There is no ambiguity that under the 2021 Rule amendments one lawyer may now pay a flat sum of money to another lawyer – or anyone – for referring a client to the lawyer. But if the payment of the referral sum is a portion of the fee the lawyer earns, does ER 1.5(e) apply?
Clients care about how much they are being charged in legal fees. The Rule requires that the fees charged be “reasonable” for the services performed. Clients – and the Rules – do not control what the lawyer does with the fee, once earned, as long as the fee was reasonable under the factors set forth in ER 1.5(a). For instance, lawyers are not required to tell clients how much they pay their associates or paralegals in salaries, or how much they pay for rent or advertising.
The ethics purpose underlying ER 1.5(e) is for the client to know which lawyers will be responsible for the representation, what are the responsibilities of each lawyer, how much each firm will receive for the work each lawyer will be contributing, and that the overall fee charged is reasonable.
If one lawyer is merely referring a client to another lawyer, and the first lawyer is not “working jointly” on the matter, it appears that ER 1.5(e) should not apply to the situation.

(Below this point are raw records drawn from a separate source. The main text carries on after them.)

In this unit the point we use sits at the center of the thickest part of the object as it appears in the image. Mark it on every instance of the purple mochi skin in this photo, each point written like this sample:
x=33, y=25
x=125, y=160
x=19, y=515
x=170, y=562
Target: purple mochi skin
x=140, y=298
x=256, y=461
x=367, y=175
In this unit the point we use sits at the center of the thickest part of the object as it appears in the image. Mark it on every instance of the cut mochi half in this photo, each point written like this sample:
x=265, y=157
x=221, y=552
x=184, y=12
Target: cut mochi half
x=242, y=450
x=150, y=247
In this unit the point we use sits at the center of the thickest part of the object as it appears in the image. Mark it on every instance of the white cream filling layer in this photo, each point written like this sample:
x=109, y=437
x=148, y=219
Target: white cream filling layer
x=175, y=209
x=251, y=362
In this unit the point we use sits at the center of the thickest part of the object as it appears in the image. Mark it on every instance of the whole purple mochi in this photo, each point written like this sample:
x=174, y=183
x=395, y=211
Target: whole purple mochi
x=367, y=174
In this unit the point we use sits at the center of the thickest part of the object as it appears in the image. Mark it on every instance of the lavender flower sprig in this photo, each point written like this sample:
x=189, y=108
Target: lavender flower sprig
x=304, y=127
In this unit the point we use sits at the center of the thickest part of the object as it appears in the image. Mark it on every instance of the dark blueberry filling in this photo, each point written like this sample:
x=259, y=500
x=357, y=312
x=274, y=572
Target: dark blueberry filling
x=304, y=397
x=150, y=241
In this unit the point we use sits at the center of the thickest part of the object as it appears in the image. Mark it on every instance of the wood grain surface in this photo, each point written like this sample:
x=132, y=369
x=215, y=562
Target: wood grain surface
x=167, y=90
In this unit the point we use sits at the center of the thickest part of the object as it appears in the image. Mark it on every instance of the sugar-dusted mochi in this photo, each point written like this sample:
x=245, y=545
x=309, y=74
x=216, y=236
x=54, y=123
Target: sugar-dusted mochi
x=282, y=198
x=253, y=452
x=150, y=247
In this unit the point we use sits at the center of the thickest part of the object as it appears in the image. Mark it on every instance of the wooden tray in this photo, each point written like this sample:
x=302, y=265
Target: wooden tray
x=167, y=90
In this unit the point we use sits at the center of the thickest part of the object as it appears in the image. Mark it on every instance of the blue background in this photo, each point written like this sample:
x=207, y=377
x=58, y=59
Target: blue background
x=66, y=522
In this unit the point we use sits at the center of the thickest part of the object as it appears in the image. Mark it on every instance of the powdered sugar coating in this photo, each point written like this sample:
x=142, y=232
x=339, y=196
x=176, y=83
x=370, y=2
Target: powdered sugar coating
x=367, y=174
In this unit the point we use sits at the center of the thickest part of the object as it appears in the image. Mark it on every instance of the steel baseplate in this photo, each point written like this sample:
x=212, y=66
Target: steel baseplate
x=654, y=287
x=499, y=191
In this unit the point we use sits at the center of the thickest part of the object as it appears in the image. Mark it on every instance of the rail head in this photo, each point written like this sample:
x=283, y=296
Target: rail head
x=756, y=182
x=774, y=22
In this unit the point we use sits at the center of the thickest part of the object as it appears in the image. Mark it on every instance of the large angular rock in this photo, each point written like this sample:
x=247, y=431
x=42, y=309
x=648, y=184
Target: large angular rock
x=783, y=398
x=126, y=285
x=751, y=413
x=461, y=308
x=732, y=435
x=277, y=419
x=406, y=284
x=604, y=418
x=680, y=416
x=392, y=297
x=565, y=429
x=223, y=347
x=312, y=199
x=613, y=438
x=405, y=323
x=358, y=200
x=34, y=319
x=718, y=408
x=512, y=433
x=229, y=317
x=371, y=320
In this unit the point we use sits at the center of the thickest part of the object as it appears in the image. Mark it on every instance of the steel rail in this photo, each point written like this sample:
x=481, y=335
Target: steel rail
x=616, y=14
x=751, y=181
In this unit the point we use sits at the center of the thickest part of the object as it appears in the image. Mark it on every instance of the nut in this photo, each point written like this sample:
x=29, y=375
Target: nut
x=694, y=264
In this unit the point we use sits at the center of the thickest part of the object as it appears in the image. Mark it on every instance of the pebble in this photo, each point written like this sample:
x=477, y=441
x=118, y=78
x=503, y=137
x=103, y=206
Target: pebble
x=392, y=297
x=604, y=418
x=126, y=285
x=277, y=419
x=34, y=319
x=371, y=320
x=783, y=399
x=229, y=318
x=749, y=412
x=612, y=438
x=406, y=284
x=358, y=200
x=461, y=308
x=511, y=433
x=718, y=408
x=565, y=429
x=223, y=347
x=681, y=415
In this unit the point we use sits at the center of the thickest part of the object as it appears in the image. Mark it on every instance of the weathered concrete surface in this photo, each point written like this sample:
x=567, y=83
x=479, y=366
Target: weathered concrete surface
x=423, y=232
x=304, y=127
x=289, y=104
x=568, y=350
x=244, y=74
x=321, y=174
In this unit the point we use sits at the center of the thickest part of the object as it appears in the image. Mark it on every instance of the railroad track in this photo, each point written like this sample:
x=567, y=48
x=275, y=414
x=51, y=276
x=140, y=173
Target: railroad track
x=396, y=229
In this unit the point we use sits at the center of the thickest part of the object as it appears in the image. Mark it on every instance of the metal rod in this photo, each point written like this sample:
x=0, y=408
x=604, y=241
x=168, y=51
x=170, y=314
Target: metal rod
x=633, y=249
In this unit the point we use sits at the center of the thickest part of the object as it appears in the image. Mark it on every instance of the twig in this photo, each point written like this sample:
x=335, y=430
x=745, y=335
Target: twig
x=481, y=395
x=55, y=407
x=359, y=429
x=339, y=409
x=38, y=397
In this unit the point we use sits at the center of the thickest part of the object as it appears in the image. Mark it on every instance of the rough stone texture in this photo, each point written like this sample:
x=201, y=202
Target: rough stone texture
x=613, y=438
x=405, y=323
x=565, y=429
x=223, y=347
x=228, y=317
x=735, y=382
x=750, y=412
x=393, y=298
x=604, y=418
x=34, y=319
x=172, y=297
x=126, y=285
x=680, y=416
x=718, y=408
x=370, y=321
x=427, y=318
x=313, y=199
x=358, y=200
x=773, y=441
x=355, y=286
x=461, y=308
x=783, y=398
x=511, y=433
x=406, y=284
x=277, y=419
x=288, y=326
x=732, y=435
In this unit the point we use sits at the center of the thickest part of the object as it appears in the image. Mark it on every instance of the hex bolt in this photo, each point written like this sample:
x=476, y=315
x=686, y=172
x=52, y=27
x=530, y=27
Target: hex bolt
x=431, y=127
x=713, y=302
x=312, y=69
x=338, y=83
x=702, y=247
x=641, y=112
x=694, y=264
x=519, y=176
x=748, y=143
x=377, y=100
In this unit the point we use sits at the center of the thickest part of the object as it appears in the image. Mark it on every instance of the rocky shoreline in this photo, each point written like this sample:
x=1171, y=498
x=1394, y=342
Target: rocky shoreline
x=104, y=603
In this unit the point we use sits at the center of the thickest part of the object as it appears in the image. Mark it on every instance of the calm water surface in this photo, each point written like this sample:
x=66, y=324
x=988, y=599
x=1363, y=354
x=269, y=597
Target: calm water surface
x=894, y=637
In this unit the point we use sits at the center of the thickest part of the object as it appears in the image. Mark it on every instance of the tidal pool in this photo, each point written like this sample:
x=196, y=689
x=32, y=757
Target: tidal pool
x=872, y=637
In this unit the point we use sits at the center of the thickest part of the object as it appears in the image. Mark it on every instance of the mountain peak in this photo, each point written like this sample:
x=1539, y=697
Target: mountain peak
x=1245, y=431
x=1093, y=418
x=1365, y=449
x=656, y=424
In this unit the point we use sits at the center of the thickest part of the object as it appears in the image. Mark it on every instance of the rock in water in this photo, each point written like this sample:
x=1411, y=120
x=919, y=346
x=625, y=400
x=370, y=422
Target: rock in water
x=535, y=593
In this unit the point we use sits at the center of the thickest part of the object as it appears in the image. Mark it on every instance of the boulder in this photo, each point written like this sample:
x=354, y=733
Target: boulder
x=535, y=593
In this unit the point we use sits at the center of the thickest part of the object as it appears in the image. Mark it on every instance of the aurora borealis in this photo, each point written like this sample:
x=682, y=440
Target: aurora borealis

The second lawyer is simply paying a referral fee to the first lawyer. If the second lawyer just paid a flat advertising charge to the first lawyer, there is no ambiguity – the lawyers would not need to comply with ER 1.5(e). It follows that even if the second lawyer is paying a portion of the ultimate legal fee to the first lawyer, just as an advertising charge, ER 1.5(e) should not apply. The lawyers are not “working jointly” on the client’s matter.
The client’s interest in being charged a “reasonable” fee is still protected because the ultimate fee charged to the client by the second lawyer, for all of the work only performed by the second lawyer, must be “reasonable” under ER 1.5(a)’s factors. Again – the client cares about the reasonableness of the fee – not what the lawyer does with the fee once it is earned.
EAC’s proposed amendment, to add paragraph 1.5(f) to Rule 1.5, complicates the analysis and does not provide any necessary client protection. The proposed paragraph (f)’s application would be to “circumstances other than those governed by 1.5(e)” but it does not explain how a lawyer determines if paragraph (e) or (f) applies to the situation. Nor should a Rule refer to duties of a “firm” when the ethical requirements in ER 1.5 apply to lawyers, not firms. EAC’s proposal could be interpreted as requiring that “firms” disclose fee divisions when paying a portion of fees for rent, bank loans, advertising, or salaries. Proposed paragraph (f) is not needed.
What would be useful is an explanatory Comment to Rule 1.5 such as the following:
[9] Paragraph (e) applies only to situations where lawyers in two or more firms jointly represent a client. Then the client is entitled to understand both how the lawyers will divide the work responsibilities and how the one fee charged to the client will be apportioned between the lawyers, in order to assess whether the total fee is reasonable for the work performed. This paragraph does not apply when a lawyer is paying a portion of a fee to a lawyer (or anyone else) in another firm, simply for referring the client and the two lawyers will not be jointly responsible for the matter.
Any concern regarding lawyers inflating the fees charged to clients in order to pay a referral fee are addressed sufficiently by ER 1.5(a)’s factors.